Was she? Until now she could pretend he was nothing but a friend, someone willing to help, to listen and understand. But she knew his nature now, thanks to bits and pieces from his sisters and what she'd seen for herself. He didn't date idly. He was offering her something more than he'd offered before.

Her fingers trembled as she took his arm. “I'll have to call you Richard, tonight.”
Richard the Lionhearted
.

His mouth quirked. “Watch it.” He led her out front where Therese's compact idled.

She glanced up. “Why not the truck?”

“I'm having the heater repaired. Unless you want to go to dinner in a quilt.” He let her into the car. The truck's heater had been acting up on the drive out, but Rick looked ungainly in the car. And instead of woodsmoke and horses, he smelled amazingly of cologne.

As they drove, Noelle tried to reconcile this new Rick. She had defined him differently. “Why haven't you dressed up before?”

“Didn't have a reason to.”

“Well, you were made for a suit.”

He glanced sidelong. “It'd be real sensible when I'm getting thrown from a horse.”

Ah, there he was. Practical, no-nonsense Rick Spencer. He parked outside the restaurant at the edge of town.

She looked at the white stucco walls and arched windows, the pillared garden that lined the walk to the heavy girded door, the red tiled roof. Italian or Mediterranean. She wouldn't have thought such a small town would possess a formal restaurant. It was probably no more than three stars, but something kept her from going in.

Would it recall other occasions, other nights, dining in style while the noose tightened around her neck? The evenings with Morgan had not, but she hadn't remembered it all then. Rick must have sensed
her hesitance. He reached for her hand. “There's a McDonald's down the road.”

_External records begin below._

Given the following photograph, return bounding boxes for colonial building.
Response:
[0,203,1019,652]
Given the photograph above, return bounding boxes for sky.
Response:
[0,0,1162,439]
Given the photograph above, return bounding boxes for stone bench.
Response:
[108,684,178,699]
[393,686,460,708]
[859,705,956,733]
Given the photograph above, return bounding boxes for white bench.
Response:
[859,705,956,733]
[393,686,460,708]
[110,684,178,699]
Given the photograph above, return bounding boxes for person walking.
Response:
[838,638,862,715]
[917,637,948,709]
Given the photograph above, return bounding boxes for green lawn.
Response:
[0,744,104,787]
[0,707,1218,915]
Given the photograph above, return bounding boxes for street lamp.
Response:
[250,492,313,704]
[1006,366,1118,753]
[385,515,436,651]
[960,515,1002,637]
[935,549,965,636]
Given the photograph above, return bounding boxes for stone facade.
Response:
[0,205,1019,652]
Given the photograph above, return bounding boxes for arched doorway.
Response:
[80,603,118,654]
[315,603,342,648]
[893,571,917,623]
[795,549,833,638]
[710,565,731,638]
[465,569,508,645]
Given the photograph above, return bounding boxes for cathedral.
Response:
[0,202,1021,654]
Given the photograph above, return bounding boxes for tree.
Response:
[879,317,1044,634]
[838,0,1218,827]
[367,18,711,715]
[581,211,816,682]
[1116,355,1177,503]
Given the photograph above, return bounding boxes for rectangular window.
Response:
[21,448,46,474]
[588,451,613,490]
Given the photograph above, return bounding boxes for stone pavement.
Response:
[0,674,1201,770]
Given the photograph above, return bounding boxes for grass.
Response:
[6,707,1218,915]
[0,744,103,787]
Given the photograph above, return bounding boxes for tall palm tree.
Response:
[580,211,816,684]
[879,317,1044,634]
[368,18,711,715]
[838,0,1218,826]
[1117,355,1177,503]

She laughed. He understood without her saying anything. Was that a good thing? “I think this will do.”

They were seated at a small side table, and she leaned forward to sniff the single red rose in the vase. The firelight flickered on the white stucco walls of the Mediterranean alcoves, and the candle in the amber globe softly scented the air.

She looked across the table at Rick. She wouldn't have pictured him here. His face still had the strong, straight lines, but it was no longer hard. Maybe he had gentled, or maybe she'd seen only the surface before. Maybe he, like Morgan, had kept his real self from her. Did they all wear masks? She felt hers slipping.

He returned her gaze without flinching, then took her hands in his. “You're beautiful, Noelle.”

Her heart skipped. She had heard those words all her life, but coming now from Rick it was different. He didn't use them cheaply. He was saying what he thought, not trying to impress or score. His hands on hers were strong and sure.

She remembered his first firm grip when he'd introduced himself, his hand in the hospital, when she couldn't bear to let go. And again when she told him everything. Now she felt his hands crushing her shell, yet she clung to the fragments. She had to.

He released her when the waiter came. She ordered club soda, and Rick asked for coffee. By now, Morgan would have been well into his first Manhattan. And she'd be fending him off. Glib, suave, outrageous Morgan. But it wasn't Morgan across from her now, and she wasn't sure what to make of that.

She picked up the menu and studied the entrees. “I loved veal until I learned how they treat the poor things.”